EATING TOGETHER
In the steamer is the trout
seasoned with slivers of ginger,
two sprigs of green onion, and sesame oil.
We shall eat it with rice for lunch,
brothers, sister, my mother who will
taste the sweetest meat of the head,
holding it between her fingers
deftly, the way my father did
weeks ago. Then he lay down
to sleep like a snow-covered road
winding through pines older than him,
without any travelers, and lonely for no one.
---Li-Young Lee
Li-Young Lee's Eating Together
I find it interesting to look at this poem with Li-Young Lee's Eating Alone. They are clearly different poems, and yet I feel, in some ways, they serve as companion pieces. We get the struggle of loneliness and loss full force in Eating Alone, while Eating Together has slivers of compassion and the family dynamic. Strangely enough, Eating Together is the poem that proves the necessity of sharing meals with others; the family gathers to eat in the aftermath of losing their patriarch. Lee's father, who we already know a good deal about from Eating Alone, makes more than a ghostly cameo in this poem. He is the powerful figure influencing their dining habits even after he's left the earth. That's a sure sign of someone who has left an impact!

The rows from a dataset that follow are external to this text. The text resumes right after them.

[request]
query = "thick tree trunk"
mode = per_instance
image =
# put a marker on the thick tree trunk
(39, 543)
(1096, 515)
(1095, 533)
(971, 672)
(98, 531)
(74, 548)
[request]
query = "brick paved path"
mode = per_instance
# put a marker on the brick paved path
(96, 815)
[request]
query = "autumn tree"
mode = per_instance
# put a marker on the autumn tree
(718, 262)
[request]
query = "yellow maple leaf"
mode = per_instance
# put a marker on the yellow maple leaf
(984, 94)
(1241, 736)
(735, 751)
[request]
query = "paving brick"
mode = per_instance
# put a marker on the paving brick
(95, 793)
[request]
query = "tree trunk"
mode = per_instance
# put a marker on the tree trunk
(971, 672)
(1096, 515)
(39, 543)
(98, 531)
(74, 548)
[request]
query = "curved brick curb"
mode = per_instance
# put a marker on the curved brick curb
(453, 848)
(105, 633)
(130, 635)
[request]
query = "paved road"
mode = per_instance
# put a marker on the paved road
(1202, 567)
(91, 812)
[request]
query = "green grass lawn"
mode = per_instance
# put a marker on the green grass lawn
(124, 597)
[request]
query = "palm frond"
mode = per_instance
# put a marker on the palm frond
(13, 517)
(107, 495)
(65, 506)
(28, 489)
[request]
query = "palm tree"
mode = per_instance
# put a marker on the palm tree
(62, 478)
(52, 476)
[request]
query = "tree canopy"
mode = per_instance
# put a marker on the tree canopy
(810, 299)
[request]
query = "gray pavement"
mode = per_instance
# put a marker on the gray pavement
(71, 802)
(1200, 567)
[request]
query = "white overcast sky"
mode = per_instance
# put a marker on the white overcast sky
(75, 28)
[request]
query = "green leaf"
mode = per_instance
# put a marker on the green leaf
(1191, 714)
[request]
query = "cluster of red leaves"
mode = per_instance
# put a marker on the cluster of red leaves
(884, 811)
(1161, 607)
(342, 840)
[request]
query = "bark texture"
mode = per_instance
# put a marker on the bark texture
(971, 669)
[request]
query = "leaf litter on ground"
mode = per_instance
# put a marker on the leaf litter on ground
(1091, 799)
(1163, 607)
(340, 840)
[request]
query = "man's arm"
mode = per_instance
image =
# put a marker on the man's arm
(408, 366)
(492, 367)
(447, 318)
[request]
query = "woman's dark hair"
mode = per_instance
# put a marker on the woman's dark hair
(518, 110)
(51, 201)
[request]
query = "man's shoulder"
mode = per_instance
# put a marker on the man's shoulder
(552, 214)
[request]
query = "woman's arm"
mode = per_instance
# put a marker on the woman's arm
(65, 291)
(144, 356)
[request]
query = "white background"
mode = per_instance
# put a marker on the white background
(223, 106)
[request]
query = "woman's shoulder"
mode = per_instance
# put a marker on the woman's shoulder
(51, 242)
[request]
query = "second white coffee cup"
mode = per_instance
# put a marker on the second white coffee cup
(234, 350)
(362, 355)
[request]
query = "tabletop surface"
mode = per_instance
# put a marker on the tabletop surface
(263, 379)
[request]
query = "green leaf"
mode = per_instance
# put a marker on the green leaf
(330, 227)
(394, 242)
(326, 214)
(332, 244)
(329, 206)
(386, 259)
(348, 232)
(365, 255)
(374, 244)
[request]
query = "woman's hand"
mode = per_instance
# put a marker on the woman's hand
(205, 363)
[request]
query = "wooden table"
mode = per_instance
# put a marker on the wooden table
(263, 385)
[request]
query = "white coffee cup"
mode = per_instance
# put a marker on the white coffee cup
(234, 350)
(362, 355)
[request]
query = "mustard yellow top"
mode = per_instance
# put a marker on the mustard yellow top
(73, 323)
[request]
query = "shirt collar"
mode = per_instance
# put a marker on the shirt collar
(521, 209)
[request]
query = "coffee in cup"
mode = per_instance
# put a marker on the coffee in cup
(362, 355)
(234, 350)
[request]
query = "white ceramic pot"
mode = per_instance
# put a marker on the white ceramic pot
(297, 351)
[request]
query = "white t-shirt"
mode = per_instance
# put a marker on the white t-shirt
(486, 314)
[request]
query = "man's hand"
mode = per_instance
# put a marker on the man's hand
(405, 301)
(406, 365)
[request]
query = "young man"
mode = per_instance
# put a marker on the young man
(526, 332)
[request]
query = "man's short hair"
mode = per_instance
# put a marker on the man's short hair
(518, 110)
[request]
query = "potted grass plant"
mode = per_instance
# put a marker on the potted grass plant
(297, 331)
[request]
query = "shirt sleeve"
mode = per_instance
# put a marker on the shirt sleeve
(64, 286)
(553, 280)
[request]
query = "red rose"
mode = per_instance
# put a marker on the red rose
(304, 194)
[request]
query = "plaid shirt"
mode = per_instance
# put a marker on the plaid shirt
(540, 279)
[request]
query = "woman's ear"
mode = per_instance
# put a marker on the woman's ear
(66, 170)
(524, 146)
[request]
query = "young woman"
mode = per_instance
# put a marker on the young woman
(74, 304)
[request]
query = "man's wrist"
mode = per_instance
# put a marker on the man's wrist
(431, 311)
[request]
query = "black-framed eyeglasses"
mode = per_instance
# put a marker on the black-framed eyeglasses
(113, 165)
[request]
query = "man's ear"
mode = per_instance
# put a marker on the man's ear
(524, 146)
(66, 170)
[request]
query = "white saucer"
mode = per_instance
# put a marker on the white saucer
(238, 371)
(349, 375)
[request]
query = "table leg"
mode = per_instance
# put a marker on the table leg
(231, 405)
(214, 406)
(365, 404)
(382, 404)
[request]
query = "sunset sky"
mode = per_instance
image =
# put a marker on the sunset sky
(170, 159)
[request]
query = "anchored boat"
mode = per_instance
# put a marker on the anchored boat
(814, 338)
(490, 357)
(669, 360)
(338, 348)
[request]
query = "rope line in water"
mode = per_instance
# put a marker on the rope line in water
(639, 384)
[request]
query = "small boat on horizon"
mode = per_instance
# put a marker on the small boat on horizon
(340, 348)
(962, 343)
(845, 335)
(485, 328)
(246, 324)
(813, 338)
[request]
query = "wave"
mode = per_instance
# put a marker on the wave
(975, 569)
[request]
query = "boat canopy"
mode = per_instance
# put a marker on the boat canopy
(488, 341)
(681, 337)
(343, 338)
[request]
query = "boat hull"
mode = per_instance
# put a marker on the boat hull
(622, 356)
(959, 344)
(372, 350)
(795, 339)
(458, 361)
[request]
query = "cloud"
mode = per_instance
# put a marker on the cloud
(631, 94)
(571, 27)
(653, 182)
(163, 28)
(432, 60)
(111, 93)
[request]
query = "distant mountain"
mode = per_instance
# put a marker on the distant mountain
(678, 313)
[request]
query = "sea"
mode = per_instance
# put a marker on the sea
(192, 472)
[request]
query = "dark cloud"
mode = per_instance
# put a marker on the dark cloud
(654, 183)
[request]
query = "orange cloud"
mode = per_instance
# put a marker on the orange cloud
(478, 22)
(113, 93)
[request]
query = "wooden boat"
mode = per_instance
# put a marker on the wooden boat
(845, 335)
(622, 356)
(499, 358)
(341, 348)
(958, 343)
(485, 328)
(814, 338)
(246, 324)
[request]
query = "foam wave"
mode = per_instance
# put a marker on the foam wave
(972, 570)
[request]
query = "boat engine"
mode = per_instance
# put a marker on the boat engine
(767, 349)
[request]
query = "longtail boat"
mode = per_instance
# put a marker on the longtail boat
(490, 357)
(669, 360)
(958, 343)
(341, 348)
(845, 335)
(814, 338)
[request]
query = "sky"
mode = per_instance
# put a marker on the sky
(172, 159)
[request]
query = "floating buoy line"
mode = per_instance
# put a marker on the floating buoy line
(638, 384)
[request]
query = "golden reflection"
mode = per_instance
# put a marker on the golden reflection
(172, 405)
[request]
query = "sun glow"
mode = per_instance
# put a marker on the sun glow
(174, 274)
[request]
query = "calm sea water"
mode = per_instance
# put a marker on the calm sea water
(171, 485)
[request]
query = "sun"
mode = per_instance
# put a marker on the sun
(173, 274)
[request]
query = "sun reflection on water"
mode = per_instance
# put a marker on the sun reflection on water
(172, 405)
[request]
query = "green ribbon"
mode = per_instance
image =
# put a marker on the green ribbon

“In the steamer is the trout / seasoned with slivers of ginger, / two sprigs of green onion, and sesame oil. / We shall eat it with rice for lunch.” Well okay, Li-Young Lee has me hungry, anyone else? It's a straightforward description of a delicious meal. In reading these lines I can sense the precision in the food preparation. The exact number of sprigs of green onions, the carefully sliced slivers of ginger, the washed and cleaned trout. I also enjoy how Lee strongly calls us to the table: “We shall eat it with rice for lunch.” It's matter-of-fact and invites no questions, almost a father would say to his picky children. And who is being called to lunch? “Brothers, sister, my mother who will / taste the sweetest meat of the head.” Lee doesn't use fanciful adjectives or drawn-out phrases, but he still supplies readers with a clear picture of his family. We know there are a good amount of men in the family, as well as a lone sister. We know the hierarchy of the family, with the mother finding the sweetest meat, the most prized part of the meal, on her plate. And when she eats this meat the poem's hidden subject is revealed: her husband, the children's recently deceased father.
It is in the way that the mother eats her food that she invokes memories of her husband. “Holding it between her fingers / deftly, the way my father did / weeks ago.” Some people say that over time husbands and wives start to dress alike and they even start to look alike; maybe they start to eat alike as well. Lee has already shown us in his other poems that the littlest things can trigger much grander memories. His mother's eating habits are the launching pad for confronting the reality of the situation. They are gathered, as a family, to share a meal for one of the first times without an integral member of their family. In his absence they see his immense impact on themselves. Lee is careful not to go down that sentimental road, instead he steers the poem directly toward the father and away from his surviving family members. When Lee writes, “Then he lay down / to sleep like a snow-covered road / winding through pines older than him, / without any travelers, and lonely for no one,” he is giving his father a poetic burial, a eulogy that guides him through peaceful images to a final resting place. Certainly it is heartbreaking, and yet I can't help but see the blatant love in these lines. It is a love that sprouts from simple roots, just as the food they are sitting down to eat arrived on their plates. And this love was fostered in moments like the one they are sharing in this poem: all of them gathered together to eat and talk, to capture their days and commemorate the people and times they have lost.
3 comments:
I really like your simple analysis of this poem, but wonder why you are so assured that the father is dead and not imprisoned or gone on a mysterious journey of spirit?
Great question Mrs. Rogers! A case could be made for the possibilities you mentioned. The poem has a foreboding shadow cast over it by the father's absence and the family's presence in an activity, sharing a meal, that he had so recently been a part of. I was swayed in the direction of death by the winter/sleep allegory in the last four lines; it seems to be tying his absence with the resigned sluggishness that comes after a filling meal, or in this case the reward for a life complete.